If your loved one passes away without having prepared a Will or Living Trust, the estate will be distributed according to the laws of intestate. Simply put, this means the estate will pass to their next of kin, which may not be what was intended or desired. Intestate laws are state-dependent.

One thing all four documents have in common is that, at the time of their creation, the person executing them must be of sound mind (have mental capacity to make such decisions). At the first sign your loved one suffers from dementia, take the time to review existing estate documents, if any, to ensure that their wishes, as well as financial and healthcare management, are properly addressed. If your loved one doesn't have valid estate documents, take the time to educate them about the need for these documents and, if they are amenable, help make arrangements to have the documents prepared. In some instances, an attorney isn't required, but it is always recommended that you seek the advice of a licensed attorney in your area before executing any legal document.

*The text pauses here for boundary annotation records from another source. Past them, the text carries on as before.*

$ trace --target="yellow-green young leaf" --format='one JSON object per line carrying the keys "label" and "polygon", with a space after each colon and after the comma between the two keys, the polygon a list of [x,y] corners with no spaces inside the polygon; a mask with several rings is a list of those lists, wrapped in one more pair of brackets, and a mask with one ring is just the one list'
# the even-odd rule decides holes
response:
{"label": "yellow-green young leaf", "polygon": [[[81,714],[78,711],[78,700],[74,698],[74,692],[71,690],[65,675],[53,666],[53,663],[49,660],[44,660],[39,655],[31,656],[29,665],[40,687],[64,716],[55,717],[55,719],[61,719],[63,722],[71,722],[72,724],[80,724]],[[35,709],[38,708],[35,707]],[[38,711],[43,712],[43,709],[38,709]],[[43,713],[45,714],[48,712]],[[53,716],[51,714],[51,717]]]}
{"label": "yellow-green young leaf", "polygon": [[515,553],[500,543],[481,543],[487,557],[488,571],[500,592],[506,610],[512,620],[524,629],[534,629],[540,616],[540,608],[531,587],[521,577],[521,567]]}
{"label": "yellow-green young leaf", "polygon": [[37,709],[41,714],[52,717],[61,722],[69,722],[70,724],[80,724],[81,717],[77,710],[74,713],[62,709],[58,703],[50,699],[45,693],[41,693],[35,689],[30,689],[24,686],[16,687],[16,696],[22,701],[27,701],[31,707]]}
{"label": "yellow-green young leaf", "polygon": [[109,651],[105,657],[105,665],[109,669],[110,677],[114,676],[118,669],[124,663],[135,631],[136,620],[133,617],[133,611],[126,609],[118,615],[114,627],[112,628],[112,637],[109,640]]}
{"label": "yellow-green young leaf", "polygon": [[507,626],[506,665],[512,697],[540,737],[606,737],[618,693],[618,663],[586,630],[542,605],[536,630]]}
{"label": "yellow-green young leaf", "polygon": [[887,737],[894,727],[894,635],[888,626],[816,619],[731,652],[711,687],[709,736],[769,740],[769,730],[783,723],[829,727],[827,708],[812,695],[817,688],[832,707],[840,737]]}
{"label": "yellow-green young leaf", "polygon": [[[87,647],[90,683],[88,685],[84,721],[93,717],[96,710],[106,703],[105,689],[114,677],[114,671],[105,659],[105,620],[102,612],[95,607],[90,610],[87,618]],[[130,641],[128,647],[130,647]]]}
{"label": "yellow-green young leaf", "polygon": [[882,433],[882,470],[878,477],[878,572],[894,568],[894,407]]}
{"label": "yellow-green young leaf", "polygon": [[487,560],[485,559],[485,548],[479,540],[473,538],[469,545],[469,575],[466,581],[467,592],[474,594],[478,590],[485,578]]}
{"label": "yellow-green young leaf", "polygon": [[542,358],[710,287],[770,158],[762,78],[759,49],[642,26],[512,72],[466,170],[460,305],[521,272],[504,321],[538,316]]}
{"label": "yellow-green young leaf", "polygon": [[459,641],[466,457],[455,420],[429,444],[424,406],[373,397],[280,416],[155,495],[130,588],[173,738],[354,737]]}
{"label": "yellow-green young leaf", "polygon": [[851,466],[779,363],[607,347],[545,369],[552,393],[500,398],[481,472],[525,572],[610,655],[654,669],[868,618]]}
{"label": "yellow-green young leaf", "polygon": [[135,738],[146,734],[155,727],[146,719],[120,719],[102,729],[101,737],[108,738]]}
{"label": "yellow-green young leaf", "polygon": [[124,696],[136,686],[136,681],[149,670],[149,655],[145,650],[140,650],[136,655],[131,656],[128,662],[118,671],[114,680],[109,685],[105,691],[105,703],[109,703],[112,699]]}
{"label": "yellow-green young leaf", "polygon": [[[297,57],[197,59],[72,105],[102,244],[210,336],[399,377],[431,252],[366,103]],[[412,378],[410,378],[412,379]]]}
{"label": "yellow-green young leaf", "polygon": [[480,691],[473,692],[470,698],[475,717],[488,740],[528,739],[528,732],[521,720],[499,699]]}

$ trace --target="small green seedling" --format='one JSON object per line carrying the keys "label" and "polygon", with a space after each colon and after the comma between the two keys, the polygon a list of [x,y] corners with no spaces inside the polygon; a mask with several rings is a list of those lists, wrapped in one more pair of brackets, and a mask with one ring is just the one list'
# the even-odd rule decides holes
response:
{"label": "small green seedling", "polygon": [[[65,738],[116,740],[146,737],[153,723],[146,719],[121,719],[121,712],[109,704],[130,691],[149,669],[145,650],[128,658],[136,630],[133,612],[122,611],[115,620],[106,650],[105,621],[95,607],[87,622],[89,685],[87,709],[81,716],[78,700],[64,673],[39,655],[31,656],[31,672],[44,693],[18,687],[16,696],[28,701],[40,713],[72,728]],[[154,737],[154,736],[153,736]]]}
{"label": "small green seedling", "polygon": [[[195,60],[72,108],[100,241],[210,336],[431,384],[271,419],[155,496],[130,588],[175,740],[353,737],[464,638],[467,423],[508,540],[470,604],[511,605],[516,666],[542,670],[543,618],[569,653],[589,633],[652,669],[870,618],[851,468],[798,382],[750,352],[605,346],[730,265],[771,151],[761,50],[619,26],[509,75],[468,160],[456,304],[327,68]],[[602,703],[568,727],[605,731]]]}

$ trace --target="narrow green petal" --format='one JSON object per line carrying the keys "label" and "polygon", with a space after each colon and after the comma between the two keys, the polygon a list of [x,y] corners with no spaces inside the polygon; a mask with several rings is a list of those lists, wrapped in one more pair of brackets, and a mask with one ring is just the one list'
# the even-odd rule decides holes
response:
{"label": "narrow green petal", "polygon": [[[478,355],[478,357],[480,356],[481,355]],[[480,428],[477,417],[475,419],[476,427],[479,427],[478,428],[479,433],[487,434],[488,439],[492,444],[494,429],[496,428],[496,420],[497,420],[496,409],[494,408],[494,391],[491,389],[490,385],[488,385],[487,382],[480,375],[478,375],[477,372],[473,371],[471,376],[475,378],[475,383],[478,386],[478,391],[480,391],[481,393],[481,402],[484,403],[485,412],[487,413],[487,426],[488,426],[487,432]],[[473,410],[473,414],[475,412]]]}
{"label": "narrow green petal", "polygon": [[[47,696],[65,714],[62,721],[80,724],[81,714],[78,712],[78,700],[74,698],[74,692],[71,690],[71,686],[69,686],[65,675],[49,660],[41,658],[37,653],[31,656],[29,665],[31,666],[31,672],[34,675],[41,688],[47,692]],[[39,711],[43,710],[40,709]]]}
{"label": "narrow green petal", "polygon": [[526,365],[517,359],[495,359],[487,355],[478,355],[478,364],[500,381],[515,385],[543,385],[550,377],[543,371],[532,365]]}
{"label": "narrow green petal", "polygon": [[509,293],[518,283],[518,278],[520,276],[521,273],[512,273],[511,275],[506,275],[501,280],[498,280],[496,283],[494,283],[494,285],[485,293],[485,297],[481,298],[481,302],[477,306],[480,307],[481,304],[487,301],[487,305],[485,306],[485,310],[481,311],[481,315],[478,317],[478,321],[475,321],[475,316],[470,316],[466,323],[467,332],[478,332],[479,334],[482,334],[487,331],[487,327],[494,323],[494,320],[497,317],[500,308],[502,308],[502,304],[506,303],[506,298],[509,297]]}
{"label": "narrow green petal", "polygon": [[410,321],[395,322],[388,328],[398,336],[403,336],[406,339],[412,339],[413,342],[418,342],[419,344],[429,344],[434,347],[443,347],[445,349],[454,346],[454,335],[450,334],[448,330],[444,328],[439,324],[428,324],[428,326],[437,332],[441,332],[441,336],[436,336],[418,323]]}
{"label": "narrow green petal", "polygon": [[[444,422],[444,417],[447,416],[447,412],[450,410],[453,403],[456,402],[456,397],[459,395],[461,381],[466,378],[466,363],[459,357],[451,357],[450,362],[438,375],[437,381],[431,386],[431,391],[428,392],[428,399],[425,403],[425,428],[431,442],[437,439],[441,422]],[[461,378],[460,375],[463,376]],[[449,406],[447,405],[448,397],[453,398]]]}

Without these documents, after your loved one becomes incapacitated, you will not have access to their financial information. This includes, but is not limited to, dealing with social security on their behalf, writing checks or executing tax returns. In fact, most utility companies will not even provide basic account information such as outstanding balance to anyone who is not an account holder, unless they possess a Durable Power of Attorney for Finance; this could result in your loved one's water, heat, and other utilities being disconnected for nonpayment. It addition to creating and maintaining the proper legal documents, it is also important to get the person's financial affairs in order.

Without proper estate planning, you will have limited access to your loved one's medical insurance information, medical records (such as the medications they're taking), and you could even be denied visitation rights if they are hospitalized. One of the most heart wrenching experiences is to witness a loved one suffer with a terminal illness, and to know their true intentions regarding healthcare and end-of-life decisions are not being honored, simply because they were never codified.

The only way to rectify a lack of documentation post-incapacity is to seek a conservatorship for your loved one. This requires a Court proceeding. The time and financial cost involved to obtain a conservatorship are significant and can result in critical delays in the meantime — all of which can easily be avoided if your loved one's wishes are documented while they still have the capacity to do so.